To be fair, many of the rules that seem to be obstructions are not only about saving money; they are about both preventing fraud and even patient safety. There absolutely are major fraudsters out there, doctors and home-health companies and nursing homes and every sort of medical support provider (even hospitals), who try to and often succeed in bilking Medicare (and other insurers) out of millions of dollars in inappropriate (“do you want a scooter at no cost to you?” – but someone else is paying!) or truly fraudulent (there is no patient) care. In fact, some care, even if you want it, even if someone is willing to provide it (if they get paid), is not appropriate for you, or your family member. Medicare and other insurers do set criteria, and require that it be documented. This can actually be good, not only for all of us as taxpayers but for our health and safety.

But often it isn’t good. It sometimes makes care that is appropriate, evidence-based, and desired, hard to get. It takes a long time. It takes lots of phone calls, and hours on hold or waiting for calls back. It has messages lost in piles, or over the weekend. It should not happen, but it does. And it is frustrating. The “Triple Aim” guiding progressive health care has received a lot of attention. It is to deliver high-quality care in a cost effective manner that is satisfying to patients. To document the last, many hospitals, provider groups, and companies send out “patient satisfaction” surveys, which are at best cosmetic and at worst destructive. People don’t fill them out “right”; they tend to reflect an overall impression that leads people to mark each of the ostensibly-separate questions “great” or “terrible”. Also, in forming this global impression, folks understandably often overvalue the things that they can assess (like the quality of food or attractiveness of the facility) compared to things that they cannot (such as the actual quality of care). This is, by the way, where providing good customer service makes a big difference, and while some places are getting better, the medical care industry is generally weak in this critical area.

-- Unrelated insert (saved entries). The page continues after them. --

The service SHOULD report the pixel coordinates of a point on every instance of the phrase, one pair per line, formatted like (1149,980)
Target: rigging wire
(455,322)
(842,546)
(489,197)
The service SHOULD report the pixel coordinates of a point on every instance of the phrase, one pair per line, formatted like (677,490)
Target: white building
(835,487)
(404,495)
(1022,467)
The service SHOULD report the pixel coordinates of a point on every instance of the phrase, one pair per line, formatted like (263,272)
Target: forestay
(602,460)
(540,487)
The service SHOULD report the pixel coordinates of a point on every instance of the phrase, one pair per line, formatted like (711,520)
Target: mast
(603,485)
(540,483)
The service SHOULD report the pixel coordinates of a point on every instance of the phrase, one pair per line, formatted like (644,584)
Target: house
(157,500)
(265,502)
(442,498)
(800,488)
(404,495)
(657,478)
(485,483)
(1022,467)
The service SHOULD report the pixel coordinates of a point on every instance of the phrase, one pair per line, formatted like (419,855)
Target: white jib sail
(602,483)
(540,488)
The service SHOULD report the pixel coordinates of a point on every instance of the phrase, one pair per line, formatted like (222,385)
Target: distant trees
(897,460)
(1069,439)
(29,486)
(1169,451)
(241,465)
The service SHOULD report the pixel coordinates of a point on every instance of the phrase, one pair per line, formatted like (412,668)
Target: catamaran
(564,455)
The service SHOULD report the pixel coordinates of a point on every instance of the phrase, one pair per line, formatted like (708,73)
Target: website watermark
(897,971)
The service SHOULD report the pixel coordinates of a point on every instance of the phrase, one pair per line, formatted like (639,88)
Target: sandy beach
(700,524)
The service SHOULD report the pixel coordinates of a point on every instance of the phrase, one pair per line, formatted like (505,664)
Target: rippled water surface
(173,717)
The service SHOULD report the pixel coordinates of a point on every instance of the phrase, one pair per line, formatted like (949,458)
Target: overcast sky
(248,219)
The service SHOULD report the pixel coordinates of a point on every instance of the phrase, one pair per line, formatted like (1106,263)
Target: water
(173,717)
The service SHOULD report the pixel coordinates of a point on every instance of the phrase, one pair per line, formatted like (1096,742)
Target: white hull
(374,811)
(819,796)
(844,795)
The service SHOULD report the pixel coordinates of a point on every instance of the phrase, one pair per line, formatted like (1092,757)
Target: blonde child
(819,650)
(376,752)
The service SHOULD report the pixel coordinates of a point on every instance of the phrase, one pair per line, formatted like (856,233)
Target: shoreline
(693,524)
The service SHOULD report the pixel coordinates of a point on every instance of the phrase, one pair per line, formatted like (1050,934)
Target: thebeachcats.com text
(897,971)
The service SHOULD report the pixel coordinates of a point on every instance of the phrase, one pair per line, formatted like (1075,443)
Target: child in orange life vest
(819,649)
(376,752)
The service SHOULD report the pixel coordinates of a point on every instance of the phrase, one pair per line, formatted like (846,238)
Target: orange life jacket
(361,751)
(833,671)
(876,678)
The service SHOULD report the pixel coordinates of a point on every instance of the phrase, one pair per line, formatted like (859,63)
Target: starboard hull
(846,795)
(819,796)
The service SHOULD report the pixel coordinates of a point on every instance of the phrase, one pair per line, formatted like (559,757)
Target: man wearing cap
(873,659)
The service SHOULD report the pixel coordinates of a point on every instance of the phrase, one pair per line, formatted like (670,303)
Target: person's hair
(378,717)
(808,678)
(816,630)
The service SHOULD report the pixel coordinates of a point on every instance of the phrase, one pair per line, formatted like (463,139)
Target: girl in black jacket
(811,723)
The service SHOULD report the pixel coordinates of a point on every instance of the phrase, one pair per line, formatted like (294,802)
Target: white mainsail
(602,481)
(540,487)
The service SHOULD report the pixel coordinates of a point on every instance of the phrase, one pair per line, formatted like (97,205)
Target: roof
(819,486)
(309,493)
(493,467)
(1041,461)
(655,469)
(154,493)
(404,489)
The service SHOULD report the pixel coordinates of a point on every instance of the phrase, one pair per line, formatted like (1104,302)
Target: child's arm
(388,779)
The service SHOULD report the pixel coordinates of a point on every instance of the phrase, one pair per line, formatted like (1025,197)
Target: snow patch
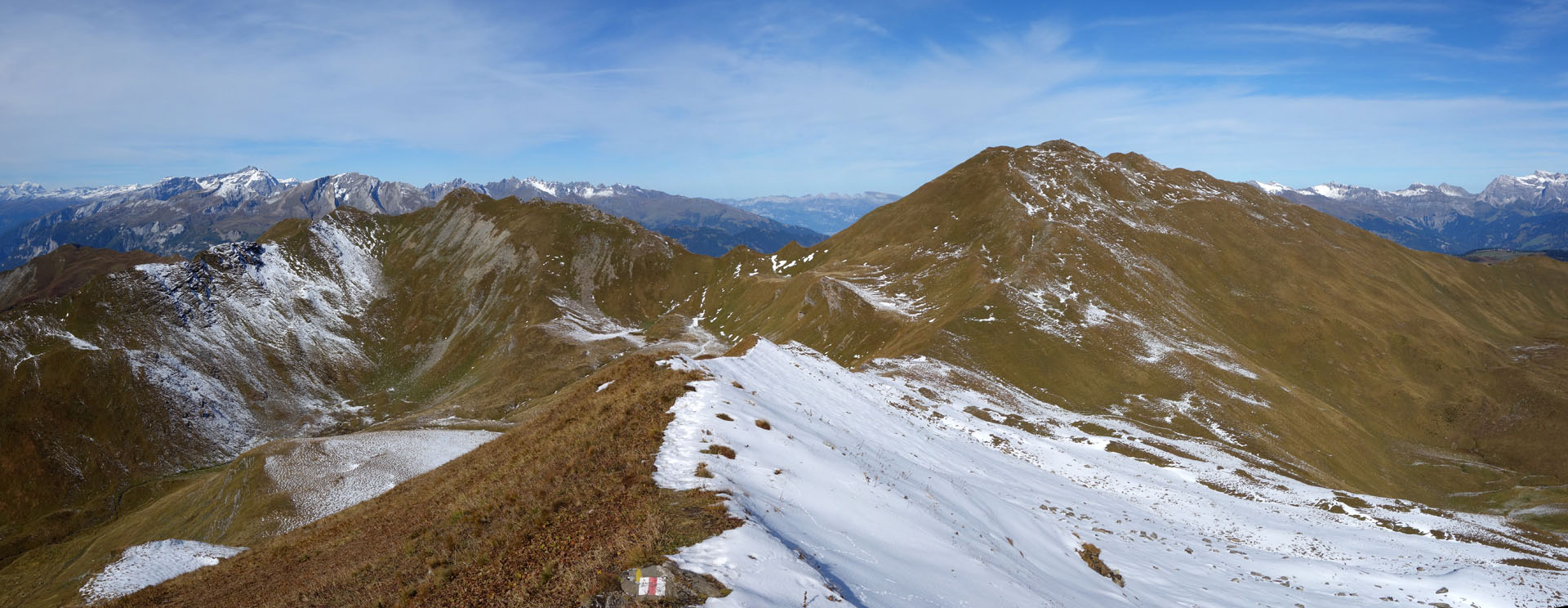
(332,474)
(871,491)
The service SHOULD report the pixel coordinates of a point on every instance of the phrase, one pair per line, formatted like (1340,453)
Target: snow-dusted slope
(153,563)
(891,488)
(333,474)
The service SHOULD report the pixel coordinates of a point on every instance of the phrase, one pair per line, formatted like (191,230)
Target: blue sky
(744,99)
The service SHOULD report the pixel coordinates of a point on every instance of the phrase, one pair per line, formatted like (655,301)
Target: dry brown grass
(543,516)
(1090,555)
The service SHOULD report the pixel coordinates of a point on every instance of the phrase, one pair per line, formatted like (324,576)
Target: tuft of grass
(1090,557)
(541,514)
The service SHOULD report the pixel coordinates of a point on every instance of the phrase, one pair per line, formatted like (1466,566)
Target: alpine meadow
(719,364)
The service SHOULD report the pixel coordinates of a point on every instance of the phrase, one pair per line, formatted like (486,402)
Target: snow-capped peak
(541,186)
(1271,187)
(1330,190)
(242,184)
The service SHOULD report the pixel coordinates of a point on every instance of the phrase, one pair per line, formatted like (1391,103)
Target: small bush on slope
(543,516)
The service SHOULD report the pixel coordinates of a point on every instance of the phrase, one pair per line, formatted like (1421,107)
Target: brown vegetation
(1090,555)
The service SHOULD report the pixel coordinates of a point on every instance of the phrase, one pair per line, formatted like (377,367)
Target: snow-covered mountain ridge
(899,485)
(184,215)
(1526,212)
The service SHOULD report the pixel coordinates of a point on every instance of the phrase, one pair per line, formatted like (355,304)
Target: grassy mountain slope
(1196,307)
(1164,300)
(545,516)
(63,270)
(146,373)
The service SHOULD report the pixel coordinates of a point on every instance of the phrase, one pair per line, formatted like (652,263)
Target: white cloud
(760,109)
(1346,32)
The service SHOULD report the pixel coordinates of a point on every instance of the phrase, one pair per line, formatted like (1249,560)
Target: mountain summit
(1526,212)
(1046,373)
(184,215)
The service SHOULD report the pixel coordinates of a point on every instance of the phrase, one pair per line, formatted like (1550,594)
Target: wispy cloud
(770,99)
(1353,34)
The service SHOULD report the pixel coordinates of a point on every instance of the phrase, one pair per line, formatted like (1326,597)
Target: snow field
(872,491)
(153,563)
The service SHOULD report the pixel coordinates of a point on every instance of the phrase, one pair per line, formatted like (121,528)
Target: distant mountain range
(1526,213)
(825,213)
(1045,377)
(185,215)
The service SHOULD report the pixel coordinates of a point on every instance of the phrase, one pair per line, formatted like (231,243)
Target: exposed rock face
(1512,213)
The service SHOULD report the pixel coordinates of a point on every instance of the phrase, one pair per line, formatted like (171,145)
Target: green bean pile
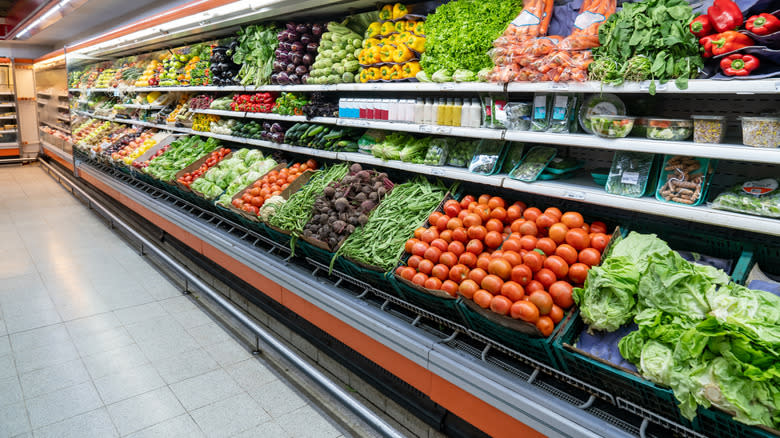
(380,242)
(297,211)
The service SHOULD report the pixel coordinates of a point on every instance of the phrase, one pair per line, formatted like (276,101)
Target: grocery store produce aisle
(95,342)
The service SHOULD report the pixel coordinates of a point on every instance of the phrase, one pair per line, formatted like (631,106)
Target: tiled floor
(95,342)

As in almost everything, those with the least get the least. The uninsured, the poorly insured, and the just poor, provide the least incentive to providers (getting paid) to meet their needs. Government regulations that require certain services for Medicare or Medicaid without paying for them result in greater strain on those providers who provide care to people in these groups. Many providers, especially in some fields or medical specialties or geographic areas, try to avoid them. They locate in wealthier neighborhood, don’t take folks who are uninsured (or on Medicaid, and sometimes even Medicare), or offer indulgent, wonderful “concierge” services for those who can pay a significant retainer. Thus works the “market” in health care. A terrible way to go.

A universal health insurance system won’t make all these problems go away; even with it, systems can still be poor, providers can be uncaring. But it will help a lot. Because everyone is covered, there is no “vendor lock”; the market can function well because people choose their providers based on service, not because they are forced to because they are locked in to a limited pool. Information flows between primary care and specialists and therapists and labs and imaging because if it doesn’t folks are free to take their business elsewhere. The way competition should work; competition on providing the best product and service.


And, because we would all be in it together, in the same system, the most empowered will make sure it works for them, and thus, hopefully, for us all.